The owner was very accommodating, telling me there was WIFI available and a small store near the office.  He also directed me to the church and old fortress that sat on the ocean nearby.  ( I regret that I have lost the pictures I took of Oslob.  They are on my old netbook computer that will have to have Windows reloaded in order to recover them.  If they are there.  Praxy and I might return this winter, but I don’t know if she is truly interested in swimming with a 30 foot fish!  Of course she can stay on the boat if she wishes.)

I spent a peaceful afternoon touring Oslob by foot.  There is an interesting Catholic church near the park and an old Spanish fort near the beach.  There are signs walking you through where the garrison ate and slept.   15 miles away, the island of Bohol is visible.  When I was in town, there were preparations for a fiesta, with many food booths and souvenirs.  However, they were setting up for the following day and nothing was out.  So I wandered downtown and found a restaurant and sat down for a chicken dinner.  It was easy to stop by the local store on the way back to my room where I purchased goodies for breakfast the following morning.

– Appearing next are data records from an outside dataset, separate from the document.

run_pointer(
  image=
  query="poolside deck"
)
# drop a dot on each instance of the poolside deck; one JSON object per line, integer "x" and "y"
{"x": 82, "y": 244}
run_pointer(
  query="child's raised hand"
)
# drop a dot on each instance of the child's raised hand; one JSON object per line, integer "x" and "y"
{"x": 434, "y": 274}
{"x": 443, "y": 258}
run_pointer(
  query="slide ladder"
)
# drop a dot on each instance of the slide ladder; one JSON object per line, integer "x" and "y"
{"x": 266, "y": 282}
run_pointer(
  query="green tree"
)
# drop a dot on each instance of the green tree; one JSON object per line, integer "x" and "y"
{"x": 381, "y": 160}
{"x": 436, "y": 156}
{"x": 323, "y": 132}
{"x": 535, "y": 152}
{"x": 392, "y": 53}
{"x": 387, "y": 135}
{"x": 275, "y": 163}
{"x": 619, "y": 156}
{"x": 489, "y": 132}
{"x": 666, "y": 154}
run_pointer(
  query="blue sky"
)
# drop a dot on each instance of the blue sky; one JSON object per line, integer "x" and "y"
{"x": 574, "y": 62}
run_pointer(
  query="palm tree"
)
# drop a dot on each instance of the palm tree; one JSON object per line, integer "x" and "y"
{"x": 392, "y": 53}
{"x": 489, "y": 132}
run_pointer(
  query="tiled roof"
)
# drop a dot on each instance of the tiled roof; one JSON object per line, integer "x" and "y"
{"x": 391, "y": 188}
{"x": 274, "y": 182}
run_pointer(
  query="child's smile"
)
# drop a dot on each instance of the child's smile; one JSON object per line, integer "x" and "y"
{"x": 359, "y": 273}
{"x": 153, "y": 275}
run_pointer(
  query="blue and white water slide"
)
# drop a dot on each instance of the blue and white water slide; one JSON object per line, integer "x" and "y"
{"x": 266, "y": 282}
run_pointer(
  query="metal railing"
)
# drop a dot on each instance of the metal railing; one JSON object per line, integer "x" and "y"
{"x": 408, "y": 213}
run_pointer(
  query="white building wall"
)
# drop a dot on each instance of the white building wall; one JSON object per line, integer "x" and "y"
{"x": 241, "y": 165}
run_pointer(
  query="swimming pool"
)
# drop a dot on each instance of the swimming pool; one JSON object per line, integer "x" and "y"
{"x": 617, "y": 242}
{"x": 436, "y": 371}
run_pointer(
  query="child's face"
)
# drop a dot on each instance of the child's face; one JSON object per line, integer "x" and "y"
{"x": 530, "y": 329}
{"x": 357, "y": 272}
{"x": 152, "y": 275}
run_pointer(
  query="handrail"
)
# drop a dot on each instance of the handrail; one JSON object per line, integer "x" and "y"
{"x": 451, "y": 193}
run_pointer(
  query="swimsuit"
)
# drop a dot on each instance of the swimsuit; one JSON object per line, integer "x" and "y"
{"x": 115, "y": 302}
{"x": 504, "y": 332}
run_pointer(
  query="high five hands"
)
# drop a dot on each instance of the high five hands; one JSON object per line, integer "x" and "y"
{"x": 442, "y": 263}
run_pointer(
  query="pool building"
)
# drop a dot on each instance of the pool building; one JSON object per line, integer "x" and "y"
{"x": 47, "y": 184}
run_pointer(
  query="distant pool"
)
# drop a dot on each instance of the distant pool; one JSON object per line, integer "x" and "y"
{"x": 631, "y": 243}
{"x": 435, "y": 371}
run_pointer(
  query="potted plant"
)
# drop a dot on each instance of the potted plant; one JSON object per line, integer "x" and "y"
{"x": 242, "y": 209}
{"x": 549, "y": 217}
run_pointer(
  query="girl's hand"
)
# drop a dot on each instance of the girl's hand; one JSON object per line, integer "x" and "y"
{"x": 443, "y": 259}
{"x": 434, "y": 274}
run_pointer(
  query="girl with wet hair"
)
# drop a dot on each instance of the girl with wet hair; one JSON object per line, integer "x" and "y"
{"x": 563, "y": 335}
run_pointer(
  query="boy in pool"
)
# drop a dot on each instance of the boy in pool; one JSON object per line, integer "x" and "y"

Next morning, up bright and early.  The owner of the motel had arranged a rid, two locals heading to Tan-awan to purchase fish for the market in downtown Oslob.  They also rented me a camera for $10 USD.  A little high, but I wasn’t about to take my $500 Canon out on a pump boat!  (I now have a waterproof camera for ocean use).  A ten minute ride and we were there, Sumilon island behind my head.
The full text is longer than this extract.